Aus dem Diskurs entsteht schließlich die Idee, dass Flamand und Olivier eine Oper verfassen sollen: »Schildert euch selbst! Die Ereignisse des heutigen Tages – was wir alle erlebt.« Die beiden sind begeistert, verknüpfen aber mit ihrer Arbeit an Dichtung und Komposition eine Entscheidung – und damit Liebeswahl – Madeleines. Diese entzieht sich dem Urteil: »Ihre Liebe schlägt mir entgegen, zart gewoben aus Versen und Klängen. Soll ich dieses Gewebe zerreißen? Bin ich nicht selbst in ihm schon verschlungen? Entscheiden für einen? … (zu ihrem Spiegelbild) … Du Spiegelbild der verliebten Madeleine, kannst du mir raten, kannst du mir helfen den Schluss zu finden für ihre Oper? Gibt es einen, der nicht trivial ist?« Mit dem Schlussmonolog der nach Schönheit und Liebe dürstenden Gräfin Madeleine hat Richard Strauss gleichsam seinen Abschied formuliert. An Clemens Krauss schrieb er: »Ist nicht dieses Des-Dur der beste Abschluss meines theatralischen Lebens-Werkes?« Und die Frage nach dem rechten Schluss der Oper beantwortet er in seltener Lakonie mit dem Auftritt des Haushofmeisters selbst: »Frau Gräfin, das Souper ist serviert.«

»Verstandestheater, Kopfgrütze, trockener Witz!«
Den Hinweis auf den Stoff verdankte Richard Straus noch Stefan Zweig, der 1934 auf das Libretto »Prima, la musica, poi le parole« – »Zuerst die Musik, dann die Worte« – von Giambattista Casti gestoßen war. Strauss ahnte, dass hinter dem Titel mehr als eine flache Parodie auf den Theateralltag steckte: die für die Herausbildung der Oper in der Florentiner »Camerata« entscheidende und bereits von Monteverdi diskutierte Frage nach der Vorherrschaft von Sprache oder Musik in der Wort-Vertonung. Stefan Zweig formulierte zwar eine Skizze, delegierte ihre Ausarbeitung aber an Joseph Gregor: zur Enttäuschung des Komponisten, der daraufhin jenen Brief schrieb, der von der Gestapo abgefangen wurde und zum Verbot von »Die schweigsame Frau« führen sollte. Strauss beauftragte – nach eigenen Vorarbeiten – Clemens Krauss, das Libretto zu schreiben. Seine Vorgabe war dabei eindeutig: »Keine Lyrik, keine Poesie, keine Gefühlsduselei: Verstandestheater, Kopfgrütze, trockener Witz!«
»Eine neue Dimension des Schwebezustands«
Musikalisch ist Richard Strauss mit »Capriccio« in retrospektiver Weise eine Verschmelzung jener großen Vorbilder gelungen, die er zeitlebens verehrte: Wolfgang Amadeus Mozart und Richard Wagner. In sublimierter Meisterschaft schuf er mit dem »Konversationsstück für Musik« dabei noch einmal ein neuartiges Werk, das in der glückhaften Verbindung von Text und Musik von einem überaus durchsichtigen Parlando und Konversationsstil geprägt ist. Eingeflochten hierein sind die unterschiedlichsten geschlossenen Formen – das klangprächtige Streichsextett gleich zu Beginn oder das Sonett, dessen Kantilene in dem sich anschließenden Terzett eine hymnusartige Steigerung erfährt und in der Schlussszene der Gräfin wiederkehrt. Die satztechnische Meisterschaft des Komponisten offenbaren schließlich die großen Ensemblesätze wie das Lach- und Streit-Oktett oder die als große Fuge komponierte Diskussion über das Leitthema Wort oder Ton …

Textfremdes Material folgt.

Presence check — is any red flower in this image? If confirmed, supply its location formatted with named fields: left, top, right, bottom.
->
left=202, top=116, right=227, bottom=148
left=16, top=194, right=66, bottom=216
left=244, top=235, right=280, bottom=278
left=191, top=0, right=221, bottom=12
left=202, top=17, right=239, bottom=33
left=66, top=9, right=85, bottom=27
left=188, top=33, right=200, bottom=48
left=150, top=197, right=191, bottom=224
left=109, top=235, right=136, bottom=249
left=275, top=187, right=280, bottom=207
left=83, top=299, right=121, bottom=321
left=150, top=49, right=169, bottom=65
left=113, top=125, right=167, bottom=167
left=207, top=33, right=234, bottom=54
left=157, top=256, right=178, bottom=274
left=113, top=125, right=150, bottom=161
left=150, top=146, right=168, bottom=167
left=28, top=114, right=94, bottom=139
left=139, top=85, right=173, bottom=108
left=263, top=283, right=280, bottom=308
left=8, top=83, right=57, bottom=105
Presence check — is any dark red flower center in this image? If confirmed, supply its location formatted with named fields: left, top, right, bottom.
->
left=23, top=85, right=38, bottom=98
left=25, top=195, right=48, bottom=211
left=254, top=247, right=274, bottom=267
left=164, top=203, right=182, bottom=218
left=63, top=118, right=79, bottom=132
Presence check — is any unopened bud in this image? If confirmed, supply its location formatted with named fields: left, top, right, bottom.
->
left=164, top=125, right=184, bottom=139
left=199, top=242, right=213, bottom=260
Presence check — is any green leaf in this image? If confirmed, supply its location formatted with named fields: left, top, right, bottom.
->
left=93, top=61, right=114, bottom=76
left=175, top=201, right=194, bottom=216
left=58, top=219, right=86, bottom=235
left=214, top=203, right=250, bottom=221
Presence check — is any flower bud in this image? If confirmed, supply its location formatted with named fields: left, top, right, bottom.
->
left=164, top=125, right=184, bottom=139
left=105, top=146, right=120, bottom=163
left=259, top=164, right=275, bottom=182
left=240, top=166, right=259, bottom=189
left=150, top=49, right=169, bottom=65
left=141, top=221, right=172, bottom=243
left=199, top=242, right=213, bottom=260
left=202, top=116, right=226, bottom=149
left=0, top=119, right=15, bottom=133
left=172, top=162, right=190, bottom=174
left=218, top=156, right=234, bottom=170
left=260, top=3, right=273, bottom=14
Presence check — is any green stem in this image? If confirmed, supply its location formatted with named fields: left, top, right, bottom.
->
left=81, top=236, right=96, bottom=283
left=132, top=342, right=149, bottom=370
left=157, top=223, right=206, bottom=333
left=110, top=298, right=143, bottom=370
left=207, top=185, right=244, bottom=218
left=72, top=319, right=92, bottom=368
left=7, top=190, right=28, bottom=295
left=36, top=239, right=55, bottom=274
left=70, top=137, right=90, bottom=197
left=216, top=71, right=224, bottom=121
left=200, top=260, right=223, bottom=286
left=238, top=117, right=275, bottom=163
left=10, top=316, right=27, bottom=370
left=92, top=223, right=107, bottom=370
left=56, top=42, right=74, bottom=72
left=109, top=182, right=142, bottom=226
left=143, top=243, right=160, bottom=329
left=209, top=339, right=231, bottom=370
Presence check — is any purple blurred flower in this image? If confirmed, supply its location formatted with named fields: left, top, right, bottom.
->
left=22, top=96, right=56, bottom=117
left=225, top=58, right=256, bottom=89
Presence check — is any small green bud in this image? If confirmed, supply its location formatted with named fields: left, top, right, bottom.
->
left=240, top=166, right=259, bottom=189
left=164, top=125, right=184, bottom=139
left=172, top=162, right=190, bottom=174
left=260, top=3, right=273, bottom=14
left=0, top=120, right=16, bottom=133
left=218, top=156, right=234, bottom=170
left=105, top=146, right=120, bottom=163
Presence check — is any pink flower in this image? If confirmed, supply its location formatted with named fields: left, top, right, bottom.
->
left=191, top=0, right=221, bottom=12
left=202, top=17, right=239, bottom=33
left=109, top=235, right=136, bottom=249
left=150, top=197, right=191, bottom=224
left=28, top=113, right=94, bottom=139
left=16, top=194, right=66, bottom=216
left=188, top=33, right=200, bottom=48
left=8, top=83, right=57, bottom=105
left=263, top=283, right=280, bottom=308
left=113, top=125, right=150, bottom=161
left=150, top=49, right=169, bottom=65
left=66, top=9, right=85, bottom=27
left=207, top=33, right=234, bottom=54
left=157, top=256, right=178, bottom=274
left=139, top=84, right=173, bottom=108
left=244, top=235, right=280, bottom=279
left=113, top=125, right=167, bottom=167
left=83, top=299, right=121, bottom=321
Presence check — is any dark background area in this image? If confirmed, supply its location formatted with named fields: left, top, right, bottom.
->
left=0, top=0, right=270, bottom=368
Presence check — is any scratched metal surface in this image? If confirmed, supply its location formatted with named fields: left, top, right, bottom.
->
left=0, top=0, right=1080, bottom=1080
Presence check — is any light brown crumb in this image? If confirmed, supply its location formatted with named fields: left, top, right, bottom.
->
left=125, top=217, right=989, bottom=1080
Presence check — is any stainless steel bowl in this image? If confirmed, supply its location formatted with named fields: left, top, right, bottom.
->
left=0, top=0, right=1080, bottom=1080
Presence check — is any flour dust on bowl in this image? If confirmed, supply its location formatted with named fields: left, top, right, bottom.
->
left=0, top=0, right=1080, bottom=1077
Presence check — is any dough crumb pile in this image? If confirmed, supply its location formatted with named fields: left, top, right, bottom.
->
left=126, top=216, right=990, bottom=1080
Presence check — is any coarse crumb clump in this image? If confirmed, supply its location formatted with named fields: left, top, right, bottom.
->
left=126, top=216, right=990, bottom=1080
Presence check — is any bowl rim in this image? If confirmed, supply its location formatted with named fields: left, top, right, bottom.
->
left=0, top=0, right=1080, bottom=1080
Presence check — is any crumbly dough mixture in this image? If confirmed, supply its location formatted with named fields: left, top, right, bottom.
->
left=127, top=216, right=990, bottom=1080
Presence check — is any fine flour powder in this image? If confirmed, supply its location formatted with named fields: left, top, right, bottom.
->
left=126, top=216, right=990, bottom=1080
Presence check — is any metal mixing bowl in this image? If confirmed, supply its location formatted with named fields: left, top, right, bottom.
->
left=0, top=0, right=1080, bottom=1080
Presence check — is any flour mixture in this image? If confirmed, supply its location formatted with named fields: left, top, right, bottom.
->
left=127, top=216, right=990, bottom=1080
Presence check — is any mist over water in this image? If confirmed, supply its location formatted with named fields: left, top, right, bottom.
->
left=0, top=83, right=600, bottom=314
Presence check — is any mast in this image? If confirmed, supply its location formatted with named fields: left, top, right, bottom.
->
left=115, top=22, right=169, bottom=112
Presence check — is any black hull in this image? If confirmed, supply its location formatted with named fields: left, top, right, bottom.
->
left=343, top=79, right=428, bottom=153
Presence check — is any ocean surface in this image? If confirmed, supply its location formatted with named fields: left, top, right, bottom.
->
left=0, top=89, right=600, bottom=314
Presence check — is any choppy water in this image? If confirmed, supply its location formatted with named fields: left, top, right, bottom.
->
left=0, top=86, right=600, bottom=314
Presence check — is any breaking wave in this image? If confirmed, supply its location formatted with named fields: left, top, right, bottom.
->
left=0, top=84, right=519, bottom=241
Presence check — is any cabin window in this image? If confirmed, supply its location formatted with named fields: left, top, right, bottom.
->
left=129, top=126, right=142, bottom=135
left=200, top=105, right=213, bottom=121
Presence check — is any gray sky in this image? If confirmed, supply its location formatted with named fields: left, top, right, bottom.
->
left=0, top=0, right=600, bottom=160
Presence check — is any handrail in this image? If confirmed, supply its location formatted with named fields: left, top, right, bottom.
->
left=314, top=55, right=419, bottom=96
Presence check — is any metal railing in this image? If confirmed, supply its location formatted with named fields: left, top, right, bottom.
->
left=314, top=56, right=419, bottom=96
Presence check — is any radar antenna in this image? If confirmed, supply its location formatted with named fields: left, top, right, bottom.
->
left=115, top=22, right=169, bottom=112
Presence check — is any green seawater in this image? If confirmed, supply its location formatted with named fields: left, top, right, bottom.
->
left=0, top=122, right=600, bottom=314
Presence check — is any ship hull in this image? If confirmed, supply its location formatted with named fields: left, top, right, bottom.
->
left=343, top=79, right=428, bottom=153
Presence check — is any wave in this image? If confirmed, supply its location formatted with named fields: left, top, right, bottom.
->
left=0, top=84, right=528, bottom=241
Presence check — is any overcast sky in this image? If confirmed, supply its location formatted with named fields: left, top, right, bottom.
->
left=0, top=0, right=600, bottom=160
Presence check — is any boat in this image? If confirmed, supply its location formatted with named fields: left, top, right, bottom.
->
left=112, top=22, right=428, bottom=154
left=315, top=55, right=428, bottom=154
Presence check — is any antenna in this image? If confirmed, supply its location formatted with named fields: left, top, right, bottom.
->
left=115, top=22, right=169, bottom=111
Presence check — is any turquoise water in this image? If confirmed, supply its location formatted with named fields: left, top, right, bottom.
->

»Capriccio«, das ist musikalischer Hochgenuss, Lakonie, Witz, Reflexion, Weltflucht; eine Oper über die Unmöglichkeit der Oper, und die Überwindung der Oper mit ihren eigenen Mitteln. Der Musikwissenschaftler Stefan Kunze hat es so formuliert: »Die delikate Mischung von Ironie, rückblickender und vorausblickender Resignation, von Wehmut und Einsicht, von emotionaler Anteilnahme und Distanzierung ergibt eine neue Dimension des Schwebezustands, die nicht zuletzt deshalb gefangen nimmt, weil sie mit konventioneller, trivialer Dramaturgie, mit dem Pathos der Oper oder des Musikdramas nichts mehr zu schaffen hat«.